Friday, June 25, 2010

Process Pledge: Acid Dyes and Silk

I usually dye my silk fabrics with procion mx dyes, just like I dye my cottons. While these dyes are quite effective, there are a few colors I just cannot get. All of the unobtainables are DARK. No black, dark forest green, navy, or really dark blues or purples.
I can apply these dark colors to the silk and they just come out medium, or worse yet, bright!

So it came down to trying a different route, when a favored old customer needed dark dark silks. I decided to use acid dyes.
Here is my collection. Some are Jacquard, some are Pro Chem and some are from Dharma. All are ancient. In this case age doesn't matter. They are all in powdered form and inert. I also have some Easter Egg dyes which come in pellets, and some food coloring and Kool Aid. They all work the same way. The fiber must be protein, like wool or silk for example and the agent or catalyst is plain old white household vinegar.

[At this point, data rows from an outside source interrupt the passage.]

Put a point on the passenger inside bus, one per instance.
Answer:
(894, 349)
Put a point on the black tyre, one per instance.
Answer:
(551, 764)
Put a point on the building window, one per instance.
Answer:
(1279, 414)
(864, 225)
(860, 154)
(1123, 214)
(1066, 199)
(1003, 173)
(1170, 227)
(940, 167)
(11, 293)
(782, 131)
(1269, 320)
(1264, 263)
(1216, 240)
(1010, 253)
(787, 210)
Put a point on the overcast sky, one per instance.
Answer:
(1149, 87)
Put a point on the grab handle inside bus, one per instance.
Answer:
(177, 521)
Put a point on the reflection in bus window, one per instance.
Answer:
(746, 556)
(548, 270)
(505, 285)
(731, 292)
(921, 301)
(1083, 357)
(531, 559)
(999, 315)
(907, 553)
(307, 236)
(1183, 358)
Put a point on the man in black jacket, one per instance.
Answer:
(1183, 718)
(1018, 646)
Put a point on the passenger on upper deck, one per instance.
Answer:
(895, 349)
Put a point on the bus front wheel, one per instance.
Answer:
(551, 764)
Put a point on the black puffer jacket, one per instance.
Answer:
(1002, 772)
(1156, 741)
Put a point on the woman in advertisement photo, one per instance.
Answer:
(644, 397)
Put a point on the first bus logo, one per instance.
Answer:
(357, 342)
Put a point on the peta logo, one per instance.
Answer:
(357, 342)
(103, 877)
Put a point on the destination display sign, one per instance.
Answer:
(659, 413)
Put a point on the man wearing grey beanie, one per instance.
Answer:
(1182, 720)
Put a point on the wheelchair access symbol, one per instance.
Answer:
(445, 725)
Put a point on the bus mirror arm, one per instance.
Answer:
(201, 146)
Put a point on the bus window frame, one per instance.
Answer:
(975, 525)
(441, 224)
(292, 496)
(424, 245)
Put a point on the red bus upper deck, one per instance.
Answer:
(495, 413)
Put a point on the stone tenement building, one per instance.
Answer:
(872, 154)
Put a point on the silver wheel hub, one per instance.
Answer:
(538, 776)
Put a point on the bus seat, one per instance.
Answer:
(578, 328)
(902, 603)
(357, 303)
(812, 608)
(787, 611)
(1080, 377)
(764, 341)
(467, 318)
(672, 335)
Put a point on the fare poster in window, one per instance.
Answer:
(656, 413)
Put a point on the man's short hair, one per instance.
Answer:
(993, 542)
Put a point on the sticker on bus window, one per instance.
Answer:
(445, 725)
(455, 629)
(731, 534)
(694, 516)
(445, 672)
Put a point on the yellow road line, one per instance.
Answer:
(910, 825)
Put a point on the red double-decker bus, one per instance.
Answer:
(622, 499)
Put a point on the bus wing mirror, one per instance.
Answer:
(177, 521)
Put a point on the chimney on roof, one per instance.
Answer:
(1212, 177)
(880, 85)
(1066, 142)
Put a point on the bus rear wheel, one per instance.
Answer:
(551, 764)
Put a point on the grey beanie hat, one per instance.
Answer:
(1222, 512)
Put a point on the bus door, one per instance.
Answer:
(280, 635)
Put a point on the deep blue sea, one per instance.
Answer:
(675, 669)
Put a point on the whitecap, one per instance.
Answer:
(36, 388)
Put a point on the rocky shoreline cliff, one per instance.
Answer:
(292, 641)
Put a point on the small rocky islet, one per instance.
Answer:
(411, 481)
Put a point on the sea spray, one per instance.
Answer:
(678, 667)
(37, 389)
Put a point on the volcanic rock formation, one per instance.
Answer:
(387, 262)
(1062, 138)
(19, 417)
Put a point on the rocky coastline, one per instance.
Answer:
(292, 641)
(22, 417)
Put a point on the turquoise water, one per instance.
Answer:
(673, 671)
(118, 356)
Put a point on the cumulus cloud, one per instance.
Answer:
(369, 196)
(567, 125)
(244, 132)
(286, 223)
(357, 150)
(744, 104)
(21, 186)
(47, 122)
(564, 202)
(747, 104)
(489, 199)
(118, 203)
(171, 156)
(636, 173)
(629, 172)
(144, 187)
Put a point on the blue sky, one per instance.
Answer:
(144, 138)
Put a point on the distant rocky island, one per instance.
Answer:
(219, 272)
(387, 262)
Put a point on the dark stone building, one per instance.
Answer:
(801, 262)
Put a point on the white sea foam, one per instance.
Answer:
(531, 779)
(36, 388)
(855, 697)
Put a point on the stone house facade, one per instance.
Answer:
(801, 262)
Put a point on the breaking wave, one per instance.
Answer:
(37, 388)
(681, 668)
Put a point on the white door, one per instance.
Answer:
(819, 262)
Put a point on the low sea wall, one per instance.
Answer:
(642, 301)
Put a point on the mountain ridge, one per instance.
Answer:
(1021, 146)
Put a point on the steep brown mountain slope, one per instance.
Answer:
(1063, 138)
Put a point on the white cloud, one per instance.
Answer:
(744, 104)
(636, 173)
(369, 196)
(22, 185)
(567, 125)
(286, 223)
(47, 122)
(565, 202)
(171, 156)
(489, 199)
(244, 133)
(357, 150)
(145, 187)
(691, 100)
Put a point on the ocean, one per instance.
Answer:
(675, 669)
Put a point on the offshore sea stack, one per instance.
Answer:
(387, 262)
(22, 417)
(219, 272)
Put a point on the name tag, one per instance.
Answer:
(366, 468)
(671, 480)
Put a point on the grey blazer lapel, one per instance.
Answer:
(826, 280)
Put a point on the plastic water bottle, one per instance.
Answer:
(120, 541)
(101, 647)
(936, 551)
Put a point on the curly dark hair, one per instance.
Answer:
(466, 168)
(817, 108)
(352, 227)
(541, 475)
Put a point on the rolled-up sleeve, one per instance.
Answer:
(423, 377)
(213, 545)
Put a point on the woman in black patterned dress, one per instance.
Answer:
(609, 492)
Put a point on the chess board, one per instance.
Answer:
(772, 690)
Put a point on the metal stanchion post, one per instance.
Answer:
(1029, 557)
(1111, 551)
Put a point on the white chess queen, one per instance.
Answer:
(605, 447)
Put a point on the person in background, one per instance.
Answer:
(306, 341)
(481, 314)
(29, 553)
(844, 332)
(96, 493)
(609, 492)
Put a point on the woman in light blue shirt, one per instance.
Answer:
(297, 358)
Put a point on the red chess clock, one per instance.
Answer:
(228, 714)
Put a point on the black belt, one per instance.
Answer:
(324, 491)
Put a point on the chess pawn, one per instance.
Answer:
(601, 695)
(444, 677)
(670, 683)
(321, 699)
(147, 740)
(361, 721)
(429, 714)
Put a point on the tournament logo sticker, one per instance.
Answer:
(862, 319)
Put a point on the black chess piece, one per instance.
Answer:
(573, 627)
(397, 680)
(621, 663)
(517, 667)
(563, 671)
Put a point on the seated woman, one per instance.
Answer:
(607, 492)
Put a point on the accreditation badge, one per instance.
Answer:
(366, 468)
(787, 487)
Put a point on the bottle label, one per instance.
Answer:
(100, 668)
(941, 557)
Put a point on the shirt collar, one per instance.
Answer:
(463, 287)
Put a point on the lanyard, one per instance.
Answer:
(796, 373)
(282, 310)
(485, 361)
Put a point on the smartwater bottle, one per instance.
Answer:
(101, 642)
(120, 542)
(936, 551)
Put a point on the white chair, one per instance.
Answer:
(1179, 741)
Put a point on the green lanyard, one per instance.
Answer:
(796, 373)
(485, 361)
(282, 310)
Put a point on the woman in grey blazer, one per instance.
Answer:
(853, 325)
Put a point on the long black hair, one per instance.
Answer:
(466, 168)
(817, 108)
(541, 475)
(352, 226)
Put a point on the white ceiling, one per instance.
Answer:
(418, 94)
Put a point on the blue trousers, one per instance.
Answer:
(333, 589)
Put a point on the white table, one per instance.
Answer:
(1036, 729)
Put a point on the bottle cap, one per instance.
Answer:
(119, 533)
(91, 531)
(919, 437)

If you look at my tutorial on dyeing wool yarn in 30 minutes or less, you will see that I am going to do something very similar with silk fabric. I have mixed up some black, royal blue, purple, green and blue-red acid dyes.
I use plain water (1/2 cup) and just a speck of dye. When I say speck, I mean a tiny bit on the end of a toothpick. Acid dyes are just so strong that I have a lifetime supply considering how much I use per piece of fabric. I can always add a bit more dye to get a more intense color, so I stick with tiny bits until I am happy with the resulting solution.
The silk fabric is a half yard length, and it is presoaked in vinegar and water, about 50/50. Then it is wrung out, pleated into a long column and placed on a long sheet of plastic wrap, on my kitchen counter.  With a plastic spoon I ladle on the dyes, one color at a time and press the dyes into the fabric, just as I would with the yarn. When the fabric is completely saturated with dyes, the plastic wrap is folded over the fabric, and enclosed like a package and placed in a microwave safe container (gladware, in this case) and microwaved for 1 minute.
After a minute I check to see if the package has ballooned up from steam, and if not, another minute in the microwave and it will be.
I am careful to let it cool before opening the package, as the contents are boiling hot. Because the silk was folded or pleated there is a small amount of tie-dye patterning, but because the colors are so dark, it is negligible. The resulting wash out yielded the really dark saturated color I was trying to achieve.


  1. Hmmmm I'm wondering now if my fiasco with acid dyes occurred because I used too much dye. I used as much as I would with MX dyes on cotton, and they glooped up something fierce. I swore I'd never use them again.

    Do you find that you need to dissolve them in very hot water?

  2. You make it all seem so easy. But I love the results you get.


  3. Melody - I keep seeing art quilts that are made by fusing strips 'torn' from fabric, rather than cut. How do you tear fabric other than with the grain from selvege to selvege?


  4. This will not have effect as a matter of fact, that's what I suppose.